Des progrès ont également été observés à l’égard des éléments suivants :

  • valeurs et éthique;
  • élaboration et mise en œuvre d’une stratégie de ressourcement à long terme;
  • renforcement du leadership de la Commission nationale des libérations conditionnelles.

Le SCT a indiqué que le SCC devrait continuer de travailler sur ces aspects, plus particulièrement de la façon suivante :

  • Mettre en œuvre les points prioritaires de l’année 1 du Plan stratégique des ressources humaines, de la Stratégie nationale des valeurs et de l’éthique et du Système de gestion informelle des conflits.
  • Mettre pleinement en œuvre le nouveau partenariat de services conjoints avec la Commission nationale des libérations conditionnelles.
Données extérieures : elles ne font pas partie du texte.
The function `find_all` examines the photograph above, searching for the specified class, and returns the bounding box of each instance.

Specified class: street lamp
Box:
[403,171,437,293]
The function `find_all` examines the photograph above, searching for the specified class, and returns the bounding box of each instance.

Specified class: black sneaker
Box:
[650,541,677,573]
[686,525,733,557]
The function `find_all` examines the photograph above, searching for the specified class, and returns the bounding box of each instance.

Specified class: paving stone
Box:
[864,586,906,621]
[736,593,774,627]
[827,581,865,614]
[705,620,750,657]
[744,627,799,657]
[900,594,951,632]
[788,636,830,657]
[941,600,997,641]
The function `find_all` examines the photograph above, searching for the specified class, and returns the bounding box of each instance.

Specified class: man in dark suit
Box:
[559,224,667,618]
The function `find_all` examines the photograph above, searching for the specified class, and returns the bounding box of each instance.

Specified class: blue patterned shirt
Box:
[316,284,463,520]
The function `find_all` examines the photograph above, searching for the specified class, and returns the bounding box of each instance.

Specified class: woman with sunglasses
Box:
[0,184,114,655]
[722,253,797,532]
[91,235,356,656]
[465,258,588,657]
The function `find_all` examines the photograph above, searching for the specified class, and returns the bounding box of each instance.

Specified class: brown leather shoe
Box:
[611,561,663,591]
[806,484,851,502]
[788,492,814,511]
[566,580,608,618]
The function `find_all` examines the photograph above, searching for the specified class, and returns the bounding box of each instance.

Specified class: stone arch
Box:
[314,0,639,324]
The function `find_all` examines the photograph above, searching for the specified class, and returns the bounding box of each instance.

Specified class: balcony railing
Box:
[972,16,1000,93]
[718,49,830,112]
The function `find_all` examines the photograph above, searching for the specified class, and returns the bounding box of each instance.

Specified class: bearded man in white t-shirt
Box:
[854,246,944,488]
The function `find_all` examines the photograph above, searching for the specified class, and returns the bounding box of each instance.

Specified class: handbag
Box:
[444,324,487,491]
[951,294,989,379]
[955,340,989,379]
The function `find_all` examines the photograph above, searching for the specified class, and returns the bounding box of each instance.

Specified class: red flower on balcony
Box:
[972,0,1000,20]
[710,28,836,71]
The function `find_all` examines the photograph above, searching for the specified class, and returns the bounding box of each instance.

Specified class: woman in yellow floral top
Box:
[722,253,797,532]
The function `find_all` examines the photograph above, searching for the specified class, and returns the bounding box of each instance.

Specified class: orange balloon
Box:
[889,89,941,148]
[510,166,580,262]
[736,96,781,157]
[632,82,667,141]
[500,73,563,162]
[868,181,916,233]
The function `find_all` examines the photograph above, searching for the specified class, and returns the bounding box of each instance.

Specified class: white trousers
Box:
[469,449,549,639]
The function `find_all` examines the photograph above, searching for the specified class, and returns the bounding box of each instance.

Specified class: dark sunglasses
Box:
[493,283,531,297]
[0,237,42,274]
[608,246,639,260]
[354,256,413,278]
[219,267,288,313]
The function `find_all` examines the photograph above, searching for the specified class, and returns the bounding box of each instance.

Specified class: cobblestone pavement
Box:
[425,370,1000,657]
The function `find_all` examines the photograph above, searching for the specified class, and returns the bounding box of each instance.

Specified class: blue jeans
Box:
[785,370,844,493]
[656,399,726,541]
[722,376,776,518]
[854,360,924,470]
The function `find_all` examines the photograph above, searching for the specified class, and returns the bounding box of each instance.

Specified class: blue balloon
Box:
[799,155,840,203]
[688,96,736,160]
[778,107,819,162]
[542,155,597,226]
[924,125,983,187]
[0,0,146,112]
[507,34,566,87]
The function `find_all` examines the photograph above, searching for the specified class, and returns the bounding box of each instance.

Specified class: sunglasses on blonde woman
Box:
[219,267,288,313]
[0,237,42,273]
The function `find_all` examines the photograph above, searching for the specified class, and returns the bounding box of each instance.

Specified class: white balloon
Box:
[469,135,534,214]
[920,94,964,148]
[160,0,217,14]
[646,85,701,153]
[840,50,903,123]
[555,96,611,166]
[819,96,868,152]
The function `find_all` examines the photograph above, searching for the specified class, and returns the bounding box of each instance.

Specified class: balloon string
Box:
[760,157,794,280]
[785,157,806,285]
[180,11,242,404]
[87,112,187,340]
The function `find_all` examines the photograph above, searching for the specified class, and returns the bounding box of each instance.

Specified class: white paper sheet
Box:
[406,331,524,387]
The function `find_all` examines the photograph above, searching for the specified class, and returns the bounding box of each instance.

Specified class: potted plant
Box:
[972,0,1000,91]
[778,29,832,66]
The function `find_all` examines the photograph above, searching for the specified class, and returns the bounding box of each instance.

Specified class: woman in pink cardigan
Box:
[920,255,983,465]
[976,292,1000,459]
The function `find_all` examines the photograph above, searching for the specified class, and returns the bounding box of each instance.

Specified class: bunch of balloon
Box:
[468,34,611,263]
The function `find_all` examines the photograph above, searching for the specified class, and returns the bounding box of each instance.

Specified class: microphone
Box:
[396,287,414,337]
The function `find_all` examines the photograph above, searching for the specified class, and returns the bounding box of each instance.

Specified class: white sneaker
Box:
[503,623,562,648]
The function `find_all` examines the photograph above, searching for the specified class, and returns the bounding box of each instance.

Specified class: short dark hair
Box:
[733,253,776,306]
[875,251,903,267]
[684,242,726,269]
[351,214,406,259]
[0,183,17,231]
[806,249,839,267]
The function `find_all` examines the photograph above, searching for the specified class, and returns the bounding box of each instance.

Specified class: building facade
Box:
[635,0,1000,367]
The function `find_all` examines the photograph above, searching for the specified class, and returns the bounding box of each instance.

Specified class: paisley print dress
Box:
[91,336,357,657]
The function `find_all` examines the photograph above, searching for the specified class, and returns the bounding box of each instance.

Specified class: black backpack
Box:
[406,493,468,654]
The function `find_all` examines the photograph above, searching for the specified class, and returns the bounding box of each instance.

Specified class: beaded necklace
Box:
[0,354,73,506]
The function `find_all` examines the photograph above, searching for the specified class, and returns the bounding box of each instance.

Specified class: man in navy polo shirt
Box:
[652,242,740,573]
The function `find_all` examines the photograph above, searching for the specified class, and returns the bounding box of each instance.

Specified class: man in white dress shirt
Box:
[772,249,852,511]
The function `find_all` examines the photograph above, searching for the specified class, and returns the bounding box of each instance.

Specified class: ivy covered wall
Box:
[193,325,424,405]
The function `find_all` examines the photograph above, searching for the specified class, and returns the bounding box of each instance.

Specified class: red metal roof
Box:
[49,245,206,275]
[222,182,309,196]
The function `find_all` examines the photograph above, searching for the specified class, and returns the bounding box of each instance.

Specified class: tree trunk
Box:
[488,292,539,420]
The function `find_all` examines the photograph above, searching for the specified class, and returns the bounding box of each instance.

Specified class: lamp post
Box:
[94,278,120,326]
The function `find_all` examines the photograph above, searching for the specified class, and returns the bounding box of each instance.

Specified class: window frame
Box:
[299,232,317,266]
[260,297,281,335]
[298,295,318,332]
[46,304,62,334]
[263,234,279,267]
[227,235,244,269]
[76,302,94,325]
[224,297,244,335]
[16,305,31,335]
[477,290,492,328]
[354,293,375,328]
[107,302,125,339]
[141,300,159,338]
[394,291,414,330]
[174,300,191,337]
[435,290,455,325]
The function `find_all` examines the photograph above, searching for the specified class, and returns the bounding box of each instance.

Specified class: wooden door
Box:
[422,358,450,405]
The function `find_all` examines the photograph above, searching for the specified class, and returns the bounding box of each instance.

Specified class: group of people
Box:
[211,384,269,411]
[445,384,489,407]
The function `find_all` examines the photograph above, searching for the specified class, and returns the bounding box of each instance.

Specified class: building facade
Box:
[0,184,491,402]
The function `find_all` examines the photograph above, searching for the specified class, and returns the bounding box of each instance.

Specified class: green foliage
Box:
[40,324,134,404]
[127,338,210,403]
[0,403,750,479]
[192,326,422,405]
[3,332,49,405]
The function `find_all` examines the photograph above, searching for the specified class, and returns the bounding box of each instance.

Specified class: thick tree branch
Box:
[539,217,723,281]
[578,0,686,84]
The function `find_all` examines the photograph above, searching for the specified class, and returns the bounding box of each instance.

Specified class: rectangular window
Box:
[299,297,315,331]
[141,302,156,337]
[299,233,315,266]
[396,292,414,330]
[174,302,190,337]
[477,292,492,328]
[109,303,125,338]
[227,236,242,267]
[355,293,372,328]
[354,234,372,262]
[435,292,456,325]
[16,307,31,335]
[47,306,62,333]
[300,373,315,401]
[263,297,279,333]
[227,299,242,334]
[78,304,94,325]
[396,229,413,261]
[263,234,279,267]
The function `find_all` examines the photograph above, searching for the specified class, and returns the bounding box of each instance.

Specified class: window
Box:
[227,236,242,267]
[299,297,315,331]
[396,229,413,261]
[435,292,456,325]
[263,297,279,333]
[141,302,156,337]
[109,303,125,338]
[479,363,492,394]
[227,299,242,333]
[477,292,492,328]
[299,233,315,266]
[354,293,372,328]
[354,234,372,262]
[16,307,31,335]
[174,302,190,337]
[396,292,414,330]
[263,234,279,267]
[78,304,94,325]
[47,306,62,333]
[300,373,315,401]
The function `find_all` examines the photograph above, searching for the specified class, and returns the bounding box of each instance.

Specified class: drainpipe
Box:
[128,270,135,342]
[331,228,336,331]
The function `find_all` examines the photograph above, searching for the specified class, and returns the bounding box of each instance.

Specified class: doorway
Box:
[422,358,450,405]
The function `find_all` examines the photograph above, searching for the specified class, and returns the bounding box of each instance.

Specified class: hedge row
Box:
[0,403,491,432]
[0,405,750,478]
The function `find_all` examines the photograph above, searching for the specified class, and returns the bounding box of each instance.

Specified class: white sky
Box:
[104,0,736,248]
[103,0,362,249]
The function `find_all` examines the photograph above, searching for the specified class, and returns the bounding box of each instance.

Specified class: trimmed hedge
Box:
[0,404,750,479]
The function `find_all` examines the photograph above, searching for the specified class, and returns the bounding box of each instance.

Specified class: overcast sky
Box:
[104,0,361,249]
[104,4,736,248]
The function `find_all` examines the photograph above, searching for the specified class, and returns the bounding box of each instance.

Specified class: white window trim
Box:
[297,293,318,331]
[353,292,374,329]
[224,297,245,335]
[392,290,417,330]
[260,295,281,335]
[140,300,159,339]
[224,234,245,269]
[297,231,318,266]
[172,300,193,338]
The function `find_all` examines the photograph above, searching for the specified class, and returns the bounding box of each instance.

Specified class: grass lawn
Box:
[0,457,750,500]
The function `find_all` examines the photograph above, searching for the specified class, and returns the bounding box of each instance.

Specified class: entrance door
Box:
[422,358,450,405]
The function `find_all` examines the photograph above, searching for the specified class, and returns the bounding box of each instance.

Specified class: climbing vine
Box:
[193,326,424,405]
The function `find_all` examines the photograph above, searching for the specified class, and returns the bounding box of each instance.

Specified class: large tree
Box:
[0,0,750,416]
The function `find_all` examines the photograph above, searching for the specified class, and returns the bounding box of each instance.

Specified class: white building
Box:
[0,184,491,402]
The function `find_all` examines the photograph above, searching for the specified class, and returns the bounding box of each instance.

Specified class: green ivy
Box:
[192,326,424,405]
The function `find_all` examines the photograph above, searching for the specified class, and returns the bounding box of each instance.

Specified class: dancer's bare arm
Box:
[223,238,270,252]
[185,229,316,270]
1.7     Lien avec les « Résultats du gouvernement du Canada » 48

Le cadre pangouvernemental regroupe les résultats stratégiques et les activités de programme de tous les ministères et organismes fédéraux en 13 avantages à long terme pour les Canadiens et les Canadiennes - que l’on appelle « Résultats du gouvernement du Canada » - dans trois grands secteurs : affaires sociales, affaires économiques et affaires internationales.

Grâce à ses trois activités de programme - Prise en charge et garde, Réadaptation et gestion des cas et CORCAN - le SCC contribue directement et indirectement au secteur des affaires sociales et aux résultats « Des collectivités sûres » du gouvernement du Canada.


Résultat du gouvernement du Canada

Contribution directe du SCC

Contribution indirecte du SCC

Affaires sociales du Canada

Des collectivités sûres

  • Diminution des taux de criminalité et de victimisation grâce à l’exécution de programmes et de services qui font baisser la récidive;
  • Renforcement de la capacité des collectivités d'offrir des programmes et des services qui répondent aux besoins des populations à risque, grâce à des partenariats et à des ententes officielles avec le secteur bénévole;
  • Amélioration de la capacité de collecte de renseignements et d'échange d'information à l'interne et avec les partenaires du système de justice pénale, qui a donné lieu à une collaboration accrue pour assurer la sécurité dans les établissements et les collectivités.
  • Assurer la sécurité des collectivités;
  • Réduction des coûts sociaux attribuables à la criminalité.

La troisième activité de programme du SCC, CORCAN, contribue également au secteur économique, soit au résultat « La sécurité du revenu et l'emploi pour les Canadiens » du gouvernement du Canada.


Résultat du gouvernement du Canada

Contribution directe du SCC

Contribution indirecte du SCC

Affaires économiques du Canada

La sécurité du revenu et l'emploi pour les Canadiens

  • Possibilités pour les délinquants d'obtenir un emploi et d'acquérir des compétences reliées à l'employabilité, en leur offrant du travail et de la formation en établissement et en les aidant à trouver un emploi après leur mise en liberté dans la collectivité
  • Une main-d’œuvre canadienne plus importante et plus productive.

En outre, le SCC contribue au thème interdisciplinaire commun touchant les peuples autochtones de la manière suivante :


Directement

Indirectement

  • Renforcement des capacités des collectivités autochtones et participation de celles-ci à l'élaboration et à l’exécution de services correctionnels aux délinquants autochtones;
  • Amélioration de l'état de santé des délinquants autochtones;
  • Options adaptées aux différences culturelles en matière de logement pour la réinsertion sociale en toute sécurité;
  • Amélioration de la participation aux programmes d'éducation;
  • Exécution d'une formation professionnelle et acquisition de compétences reliées à l'employabilité.
  • Amélioration des chances dans la vie des délinquants autochtones;
  • Collectivités autochtones vigoureuses et plus viables économiquement;
  • Amélioration des relations des Autochtones avec le gouvernement du Canada.

Le SCC contribue également, de façon importante mais plus indirecte, à d'autres résultats du gouvernement du Canada, notamment à « Des Canadiens en santé », en mettant en place des mécanismes de surveillance et de prévention des maladies infectieuses dans les établissements fédéraux; en offrant des programmes de réduction des méfaits, qui réduisent l'incidence des comportements à risque et, enfin, en adoptant des mesures de répression, qui visent à réduire la quantité de drogues illicites qui entrent dans les établissements.